Enquiry about object: 10231
Superb Spanish Colonial Silver Stove Kettle
Spanish Colonial Viceroyalty of Peru 18th century
height: 18cm, length: 21.8cm, depth: approxiamtely 6cm, weight: 1,288g
Provenance
UK art market
This is an especially refined version of a small silver water kettle with an inbuilt stove that is peculiar to 18th century Spanish colonial Peru. Such kettles were used to keep water warm for use in making mate, the ubiquitous tea-like South American hot beverage.
This example is in the form of a realistically-modelled steer with prominent horns. Most versions are more utilitarian in form but more elaborate versions were cast as animals such as a lion, a turkey or a sheep. This is the first steer we have seen, published or otherwise.

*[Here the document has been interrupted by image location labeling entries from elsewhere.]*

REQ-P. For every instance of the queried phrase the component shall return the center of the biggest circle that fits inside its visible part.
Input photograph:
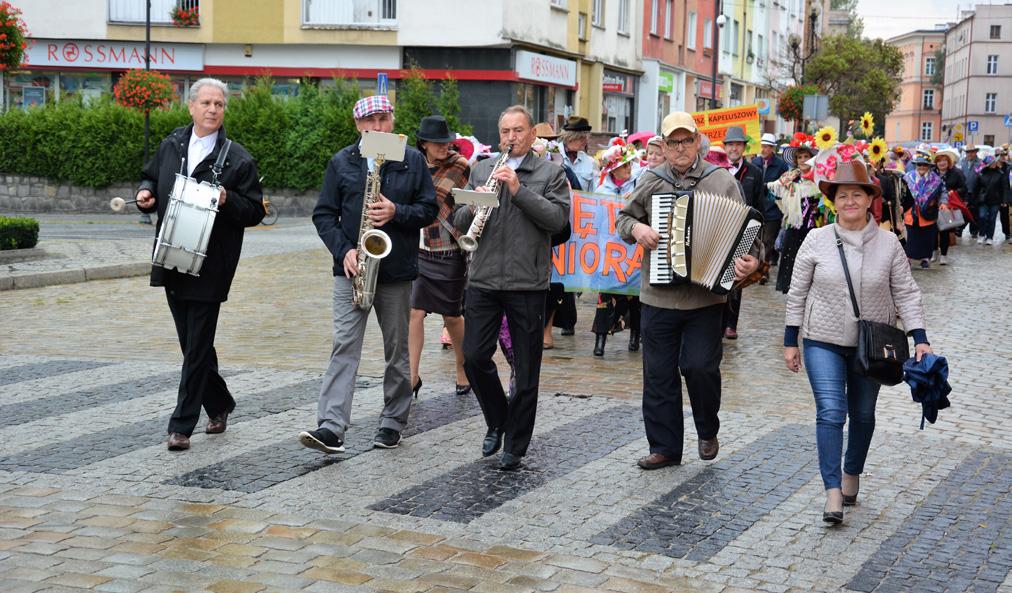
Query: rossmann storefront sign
(102, 55)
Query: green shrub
(18, 233)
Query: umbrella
(928, 380)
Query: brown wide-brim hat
(545, 131)
(850, 173)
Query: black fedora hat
(577, 123)
(433, 129)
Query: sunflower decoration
(826, 138)
(877, 150)
(867, 124)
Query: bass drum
(189, 218)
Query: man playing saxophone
(509, 273)
(404, 203)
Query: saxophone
(469, 242)
(373, 245)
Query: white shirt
(198, 150)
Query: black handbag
(881, 347)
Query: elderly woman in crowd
(617, 178)
(442, 269)
(921, 209)
(798, 196)
(819, 310)
(945, 161)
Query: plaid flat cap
(369, 105)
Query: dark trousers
(770, 229)
(612, 307)
(482, 319)
(688, 342)
(200, 385)
(732, 309)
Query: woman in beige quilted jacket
(819, 310)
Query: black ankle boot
(634, 340)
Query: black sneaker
(387, 438)
(322, 440)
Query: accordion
(701, 235)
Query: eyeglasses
(684, 143)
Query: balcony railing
(133, 11)
(350, 13)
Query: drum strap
(216, 169)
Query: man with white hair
(196, 301)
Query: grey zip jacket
(514, 252)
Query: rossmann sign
(101, 55)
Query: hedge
(291, 138)
(18, 233)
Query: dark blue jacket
(243, 207)
(771, 172)
(338, 213)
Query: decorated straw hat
(852, 172)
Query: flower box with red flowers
(144, 90)
(186, 16)
(13, 36)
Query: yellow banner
(714, 123)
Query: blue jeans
(989, 214)
(840, 392)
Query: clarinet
(469, 242)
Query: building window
(669, 13)
(690, 37)
(344, 13)
(597, 13)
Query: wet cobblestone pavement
(90, 500)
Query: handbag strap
(846, 272)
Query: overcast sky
(888, 18)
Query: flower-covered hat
(615, 156)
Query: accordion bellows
(701, 235)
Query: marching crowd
(834, 216)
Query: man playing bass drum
(406, 203)
(509, 273)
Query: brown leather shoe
(218, 424)
(708, 448)
(178, 441)
(656, 461)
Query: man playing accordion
(681, 324)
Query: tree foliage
(858, 75)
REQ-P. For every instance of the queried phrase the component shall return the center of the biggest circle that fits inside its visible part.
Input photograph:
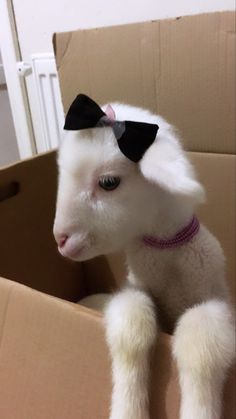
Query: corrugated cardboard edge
(182, 68)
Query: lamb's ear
(166, 165)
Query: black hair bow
(133, 138)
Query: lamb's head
(104, 199)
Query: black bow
(133, 138)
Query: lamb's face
(101, 195)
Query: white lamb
(106, 203)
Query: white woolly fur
(186, 285)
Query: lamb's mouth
(72, 252)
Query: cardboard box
(54, 363)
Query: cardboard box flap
(183, 69)
(28, 250)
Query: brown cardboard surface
(28, 252)
(54, 362)
(53, 358)
(217, 172)
(182, 68)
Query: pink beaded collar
(180, 238)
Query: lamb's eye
(109, 183)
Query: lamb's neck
(164, 223)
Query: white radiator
(52, 117)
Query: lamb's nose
(61, 239)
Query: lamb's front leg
(204, 348)
(131, 329)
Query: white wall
(36, 22)
(8, 146)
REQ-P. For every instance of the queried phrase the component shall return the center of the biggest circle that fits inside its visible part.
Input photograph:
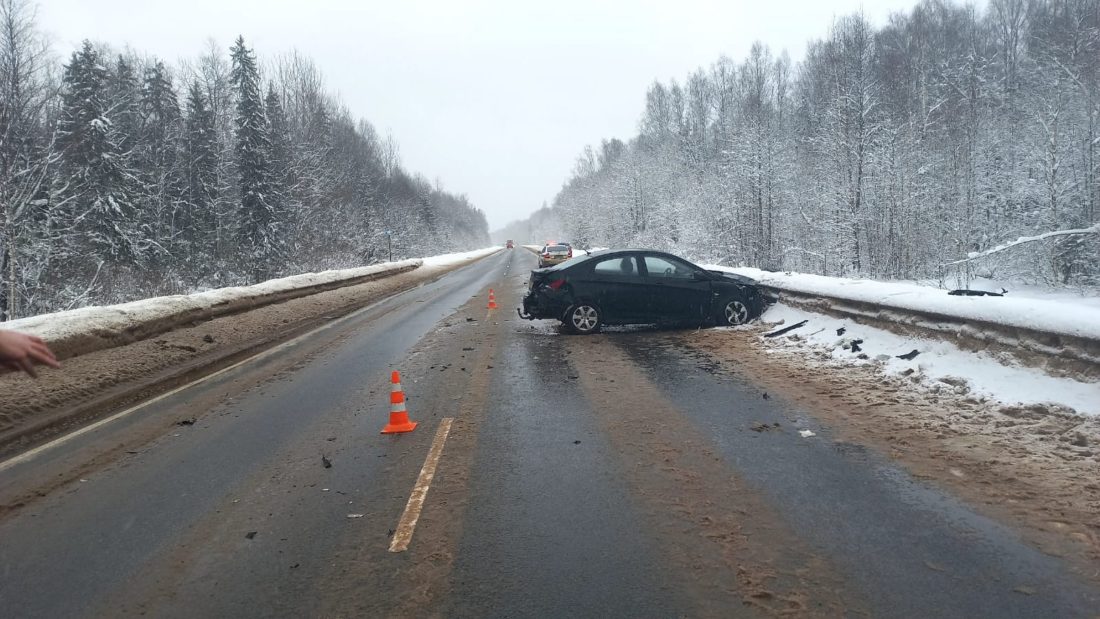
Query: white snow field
(941, 364)
(73, 323)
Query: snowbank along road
(636, 473)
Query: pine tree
(200, 153)
(94, 184)
(278, 155)
(257, 227)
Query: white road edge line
(26, 456)
(405, 527)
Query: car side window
(661, 267)
(623, 266)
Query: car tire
(734, 312)
(583, 319)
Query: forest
(949, 143)
(124, 177)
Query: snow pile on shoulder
(1054, 314)
(76, 331)
(448, 260)
(936, 364)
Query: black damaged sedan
(639, 287)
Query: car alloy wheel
(584, 319)
(735, 312)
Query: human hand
(20, 352)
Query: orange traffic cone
(398, 417)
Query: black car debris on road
(638, 287)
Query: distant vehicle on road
(554, 253)
(638, 287)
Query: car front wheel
(583, 319)
(733, 313)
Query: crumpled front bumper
(537, 306)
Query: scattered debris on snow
(943, 365)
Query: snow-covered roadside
(938, 366)
(450, 260)
(1055, 313)
(85, 329)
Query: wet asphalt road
(551, 498)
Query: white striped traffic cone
(398, 417)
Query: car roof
(614, 253)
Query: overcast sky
(494, 98)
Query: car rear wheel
(583, 319)
(734, 312)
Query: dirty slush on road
(94, 384)
(1033, 467)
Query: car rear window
(622, 266)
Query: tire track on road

The vessel is unexpectedly heavy – no silver was spared in its production, and yet the body is hollow. Water is poured into the vessel through the flower-like aperture towards the rear of the steer. A separate cavity reached through the large round cover on the steer’s back is to hold hot coals. A vent in the side of the steer permitted air in so that the coals would keep burning.

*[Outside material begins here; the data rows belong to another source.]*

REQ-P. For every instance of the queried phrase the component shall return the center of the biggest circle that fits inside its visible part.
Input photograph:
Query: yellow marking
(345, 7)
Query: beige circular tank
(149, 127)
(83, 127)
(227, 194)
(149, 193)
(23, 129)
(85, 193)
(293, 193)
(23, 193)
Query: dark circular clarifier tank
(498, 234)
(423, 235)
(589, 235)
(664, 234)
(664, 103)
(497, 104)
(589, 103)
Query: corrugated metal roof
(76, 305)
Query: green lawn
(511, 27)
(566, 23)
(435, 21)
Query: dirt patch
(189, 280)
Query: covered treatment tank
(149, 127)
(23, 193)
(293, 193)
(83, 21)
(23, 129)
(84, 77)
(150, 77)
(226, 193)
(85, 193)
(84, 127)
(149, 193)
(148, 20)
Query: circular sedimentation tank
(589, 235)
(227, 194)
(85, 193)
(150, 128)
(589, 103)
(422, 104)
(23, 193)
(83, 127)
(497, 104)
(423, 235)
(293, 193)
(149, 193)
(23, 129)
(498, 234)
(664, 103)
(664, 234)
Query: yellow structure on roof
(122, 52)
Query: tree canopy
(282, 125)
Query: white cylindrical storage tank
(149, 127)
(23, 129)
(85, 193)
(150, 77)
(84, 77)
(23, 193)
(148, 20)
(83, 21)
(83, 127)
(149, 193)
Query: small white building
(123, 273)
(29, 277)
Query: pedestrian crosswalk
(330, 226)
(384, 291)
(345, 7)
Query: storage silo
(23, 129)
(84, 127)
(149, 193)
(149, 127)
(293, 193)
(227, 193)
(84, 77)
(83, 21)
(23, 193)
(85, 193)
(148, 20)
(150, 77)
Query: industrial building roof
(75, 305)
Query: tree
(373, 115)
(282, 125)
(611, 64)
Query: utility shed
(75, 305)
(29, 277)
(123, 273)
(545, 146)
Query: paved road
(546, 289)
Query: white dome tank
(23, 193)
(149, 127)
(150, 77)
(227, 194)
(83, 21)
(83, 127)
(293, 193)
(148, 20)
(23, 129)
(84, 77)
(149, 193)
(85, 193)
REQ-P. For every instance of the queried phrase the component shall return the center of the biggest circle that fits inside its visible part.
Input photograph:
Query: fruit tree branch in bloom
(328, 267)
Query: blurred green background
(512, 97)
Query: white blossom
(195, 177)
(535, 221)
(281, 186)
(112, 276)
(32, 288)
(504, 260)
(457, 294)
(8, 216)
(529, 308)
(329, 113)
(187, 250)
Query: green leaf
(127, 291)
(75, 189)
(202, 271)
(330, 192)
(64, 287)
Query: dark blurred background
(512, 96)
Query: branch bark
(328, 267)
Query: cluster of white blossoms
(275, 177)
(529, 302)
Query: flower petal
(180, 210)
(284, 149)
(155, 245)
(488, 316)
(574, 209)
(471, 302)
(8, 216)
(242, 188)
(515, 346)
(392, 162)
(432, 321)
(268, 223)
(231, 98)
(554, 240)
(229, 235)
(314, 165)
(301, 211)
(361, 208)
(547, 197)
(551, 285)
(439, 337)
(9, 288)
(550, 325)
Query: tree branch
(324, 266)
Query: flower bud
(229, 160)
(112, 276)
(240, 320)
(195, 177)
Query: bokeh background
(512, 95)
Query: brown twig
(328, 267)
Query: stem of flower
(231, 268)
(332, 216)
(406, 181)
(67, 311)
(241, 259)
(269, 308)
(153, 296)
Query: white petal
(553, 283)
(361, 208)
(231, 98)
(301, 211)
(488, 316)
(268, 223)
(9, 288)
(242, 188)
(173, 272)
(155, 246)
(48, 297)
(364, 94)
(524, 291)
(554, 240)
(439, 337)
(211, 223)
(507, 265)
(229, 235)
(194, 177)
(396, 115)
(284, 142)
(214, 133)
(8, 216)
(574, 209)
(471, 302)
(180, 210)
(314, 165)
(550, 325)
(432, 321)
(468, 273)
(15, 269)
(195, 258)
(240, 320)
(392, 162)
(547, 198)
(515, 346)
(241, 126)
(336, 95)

The covers are connected with silver chains. The cover over the coal chamber is engraved with a floral design and surmounted by a solid-cast finial in the form of a dog.
The solid-cast silver handle is robust and heavy, and decorated with rococo-like leafy flourishes.
Luxury items such as this were intended to impress and to flaunt its owner’s wealth – something of an obligation in the social hierarchy of 18th century Spanish colonial South America.
The Viceroyalty of Peru was a Spanish imperial provincial administrative district, created in 1542, that originally contained what is today Peru and most of Spain’s other colonial holdings in South America. Lima was the Viceroyalty of Peru’s capital. Stately homes were built in Lima by the local Spanish aristocracy and their splendid interiors were decorated with grand items of Spanish-influenced furniture and silverware. This helped to make Lima the most Spanish city in all of South America. Buildings, both secular and ecclesiastic, were based on 17th century European classicism. Silver mined from the Potosi mines – among the most important silver mines the world has seen – funded much of this and was used locally too by local silversmiths. The shipping port of Seville connected Spain to Viceroyalty of Peru and to Manila and Mexico. The trade was known as the Galleon Trade which saw the distribution of luxury goods across the world. The flow was not one way, but complex and multi-dimensional. The Viceroyalty of Peru lasted until 1824, although over its history it went through various territorial changes. The vessel here very much is a small reminder of the grandeur from this period.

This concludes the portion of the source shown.